La musica come mezzo per la stimolazione e lo sviluppo di funzioni quali l’affettività, la motricità, il linguaggio. Se volete far ricordare delle informazioni a persone, anche giovani, con disturbi dell’apprendimento, provate a cantarle: le memorizzeranno meglio.

Francesca Curti Giardina, cantante di talento e profonda conoscitrice del repertorio classico, porta la musicoterapia nelle scuole, formando i docenti ad utilizzare la musica per favorire le reazioni comportamentali dei ragazzi, rafforzando l’attenzione e la prontezza, con importanti cambiamenti nel rafforzamento della fiducia in sé e nella socializzazione, facilitando l’interazione, l’espressione dei sentimenti e un maggiore coinvolgimento con l’ambiente scolastico.

“Per l’emergenza Covid sto proseguendo on line, anche in agosto, i miei corsi con i docenti – spiega Francesca Curti Giardina – dando loro le basi, gli elementi di musicoterapia  per poter comunicare con i propri allievi attraverso la musica”.

Francesca Curti Giardina, laureata in Lettere Moderne all’Università di Napoli Federico II, si diploma come musicoterapista all’Università Europea J. Monnet di Bruxelles e all’Istituto Meme di Modena, proseguendo gli studi in Musica da Camera al Conservatorio di San Pietro a Majella di Napoli. Attualmente svolge laboratori dedicati, in particolare, alla musica corale e d’insieme utilizzando lo Strumentario Orff e volgendo particolare interesse all’uso della voce e alle sue possibilità di potenziamento delle capacità cognitive, espressive ed emotive. La sua attenzione è rivolta a tutte le fasce d’età e in contesti quali scuole, centri di riabilitazione, case di cura e associazioni.

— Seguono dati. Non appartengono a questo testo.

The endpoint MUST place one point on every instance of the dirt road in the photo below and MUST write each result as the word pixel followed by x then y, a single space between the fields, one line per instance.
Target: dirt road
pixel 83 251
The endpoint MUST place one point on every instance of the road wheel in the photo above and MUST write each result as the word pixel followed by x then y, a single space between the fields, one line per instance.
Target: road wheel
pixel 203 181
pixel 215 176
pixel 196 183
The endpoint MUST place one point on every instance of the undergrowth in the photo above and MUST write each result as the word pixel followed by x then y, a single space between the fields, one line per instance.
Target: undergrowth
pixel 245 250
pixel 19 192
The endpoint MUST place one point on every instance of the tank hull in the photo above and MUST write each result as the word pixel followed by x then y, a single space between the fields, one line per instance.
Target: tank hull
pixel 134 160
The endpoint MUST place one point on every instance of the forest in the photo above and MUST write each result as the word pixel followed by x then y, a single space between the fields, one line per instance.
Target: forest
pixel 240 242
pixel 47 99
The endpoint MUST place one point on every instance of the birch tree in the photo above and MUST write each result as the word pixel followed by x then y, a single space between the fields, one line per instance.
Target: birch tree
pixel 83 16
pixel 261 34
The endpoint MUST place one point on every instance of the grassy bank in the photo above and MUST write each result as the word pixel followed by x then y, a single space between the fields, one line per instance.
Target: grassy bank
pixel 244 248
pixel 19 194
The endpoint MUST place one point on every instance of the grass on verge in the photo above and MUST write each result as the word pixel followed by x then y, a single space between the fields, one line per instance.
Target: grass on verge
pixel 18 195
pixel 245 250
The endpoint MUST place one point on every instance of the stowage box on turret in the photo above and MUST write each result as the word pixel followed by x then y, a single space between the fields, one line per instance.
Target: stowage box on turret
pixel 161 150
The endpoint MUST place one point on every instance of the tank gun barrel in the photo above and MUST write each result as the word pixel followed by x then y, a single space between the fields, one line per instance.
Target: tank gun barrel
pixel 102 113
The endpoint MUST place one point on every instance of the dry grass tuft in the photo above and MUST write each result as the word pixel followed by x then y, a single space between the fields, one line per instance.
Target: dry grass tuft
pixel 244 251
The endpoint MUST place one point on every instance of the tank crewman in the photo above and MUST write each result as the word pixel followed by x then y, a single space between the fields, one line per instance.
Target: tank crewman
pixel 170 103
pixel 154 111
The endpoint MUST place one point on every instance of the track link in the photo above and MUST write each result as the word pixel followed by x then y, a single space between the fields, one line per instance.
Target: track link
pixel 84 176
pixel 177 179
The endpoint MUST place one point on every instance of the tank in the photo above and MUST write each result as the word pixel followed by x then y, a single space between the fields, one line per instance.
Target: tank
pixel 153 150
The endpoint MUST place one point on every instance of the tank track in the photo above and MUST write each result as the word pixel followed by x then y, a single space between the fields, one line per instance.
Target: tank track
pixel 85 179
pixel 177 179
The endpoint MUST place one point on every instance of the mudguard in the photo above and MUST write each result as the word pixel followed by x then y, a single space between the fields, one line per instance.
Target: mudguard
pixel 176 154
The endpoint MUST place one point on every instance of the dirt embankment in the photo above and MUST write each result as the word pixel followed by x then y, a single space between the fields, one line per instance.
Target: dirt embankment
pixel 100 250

“I miei corsi sono rivolti a tutti, anche a coloro che non conoscono tecnicamente la musica – prosegue la Curti Giardina – perché parto dal principio che ognuno di noi è un essere musicale con una propria identità sonora e su questa si può poi lavorare per apprendere gli strumenti e le basi per comunicare attraverso la musica con gli allievi anche più difficili, con disturbi specifici dell’apprendimento”.

Intanto è reduce da “’Nu Torero americano – Carosone Story”, concerto della vigilia di ferragosto al Chiostro di San Domenico Maggiore,  interamente dedicato a Renato Carosone, nel centenario della nascita, uno spettacolo costruito dalla stessa cantante e portato in scena con entusiasmo e passione, “sentimenti – sottolinea Francesca Curti Giardina – che sono arrivati facilmente al pubblico che si è ben presto dimostrato partecipativo e caloroso. Cantare Carosone significa per me ricordare soprattutto l’allegria trascinante e il sorriso indimenticabile del Maestro che hanno lasciato un segno indelebile nella musica come nella vita”.

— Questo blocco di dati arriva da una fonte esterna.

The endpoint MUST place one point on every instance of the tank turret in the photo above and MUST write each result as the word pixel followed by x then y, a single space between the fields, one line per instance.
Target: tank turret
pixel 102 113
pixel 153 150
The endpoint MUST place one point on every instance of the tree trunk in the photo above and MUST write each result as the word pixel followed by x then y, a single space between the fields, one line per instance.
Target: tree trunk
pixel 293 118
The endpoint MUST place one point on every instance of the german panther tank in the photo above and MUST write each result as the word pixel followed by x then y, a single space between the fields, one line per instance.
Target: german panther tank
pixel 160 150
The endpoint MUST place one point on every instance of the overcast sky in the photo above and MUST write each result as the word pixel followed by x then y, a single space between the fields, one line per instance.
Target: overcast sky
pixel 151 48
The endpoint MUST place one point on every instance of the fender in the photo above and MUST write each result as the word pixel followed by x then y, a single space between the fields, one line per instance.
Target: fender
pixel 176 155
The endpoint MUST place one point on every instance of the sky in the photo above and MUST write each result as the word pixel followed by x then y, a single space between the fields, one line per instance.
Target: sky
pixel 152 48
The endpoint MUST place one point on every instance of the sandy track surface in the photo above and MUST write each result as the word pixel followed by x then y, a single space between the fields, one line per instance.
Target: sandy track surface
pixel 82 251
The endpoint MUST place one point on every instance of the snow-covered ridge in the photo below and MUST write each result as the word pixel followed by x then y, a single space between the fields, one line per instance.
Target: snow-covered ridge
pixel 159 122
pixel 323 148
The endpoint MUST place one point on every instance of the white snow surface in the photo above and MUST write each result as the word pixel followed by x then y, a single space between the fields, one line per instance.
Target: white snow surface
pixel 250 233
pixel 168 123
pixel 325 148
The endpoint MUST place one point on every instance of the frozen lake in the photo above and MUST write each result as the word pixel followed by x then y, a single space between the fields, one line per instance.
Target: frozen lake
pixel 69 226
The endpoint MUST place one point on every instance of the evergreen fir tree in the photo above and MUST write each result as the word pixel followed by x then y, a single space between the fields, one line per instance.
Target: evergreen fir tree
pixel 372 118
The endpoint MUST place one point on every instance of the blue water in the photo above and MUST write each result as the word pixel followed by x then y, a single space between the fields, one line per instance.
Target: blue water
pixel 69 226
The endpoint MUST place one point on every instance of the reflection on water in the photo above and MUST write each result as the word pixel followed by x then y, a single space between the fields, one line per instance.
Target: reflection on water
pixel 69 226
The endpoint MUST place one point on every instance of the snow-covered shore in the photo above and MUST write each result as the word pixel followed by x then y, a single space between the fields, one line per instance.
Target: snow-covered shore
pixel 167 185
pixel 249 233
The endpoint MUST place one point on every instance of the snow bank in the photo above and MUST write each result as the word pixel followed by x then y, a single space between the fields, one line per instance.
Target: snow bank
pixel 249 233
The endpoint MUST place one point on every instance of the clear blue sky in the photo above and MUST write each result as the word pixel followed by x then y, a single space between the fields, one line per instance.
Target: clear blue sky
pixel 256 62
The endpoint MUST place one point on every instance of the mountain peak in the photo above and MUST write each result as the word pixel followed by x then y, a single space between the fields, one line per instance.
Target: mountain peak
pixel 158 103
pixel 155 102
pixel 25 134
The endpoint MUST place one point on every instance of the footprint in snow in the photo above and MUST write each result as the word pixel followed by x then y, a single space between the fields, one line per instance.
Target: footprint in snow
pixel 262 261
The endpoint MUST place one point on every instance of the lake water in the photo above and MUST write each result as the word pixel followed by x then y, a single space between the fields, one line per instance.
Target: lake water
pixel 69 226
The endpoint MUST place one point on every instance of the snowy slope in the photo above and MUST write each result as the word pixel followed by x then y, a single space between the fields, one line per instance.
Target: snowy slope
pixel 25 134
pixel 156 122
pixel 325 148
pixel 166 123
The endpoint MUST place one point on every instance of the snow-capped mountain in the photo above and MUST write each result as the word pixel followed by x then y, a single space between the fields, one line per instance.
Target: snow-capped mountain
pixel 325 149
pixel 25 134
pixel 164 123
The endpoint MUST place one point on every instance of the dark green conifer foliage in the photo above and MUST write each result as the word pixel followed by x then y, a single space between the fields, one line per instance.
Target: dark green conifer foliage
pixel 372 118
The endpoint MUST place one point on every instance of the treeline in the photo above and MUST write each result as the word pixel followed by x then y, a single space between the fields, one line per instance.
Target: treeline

Tutti i brani sono stati arrangiati con particolarità accattivante, senza intaccare le caratteristiche di base che ha reso unico nel mondo il repertorio di Carosone, accompagnati dalla lettura della “Lettera di un pianista” dell’indimenticabile musicista napoletano

“In un momento di grande e purtroppo triste confusione la musica, mai come ora, deve alleviare le ferite e donare benessere – conclude Francesca Curti Guardina -. Per questa ragione credo che portare in scena il repertorio di Carosone  significa trasmettere al pubblico il messaggio di inconfutabile positività racchiuso nelle canzoni del Maestro”.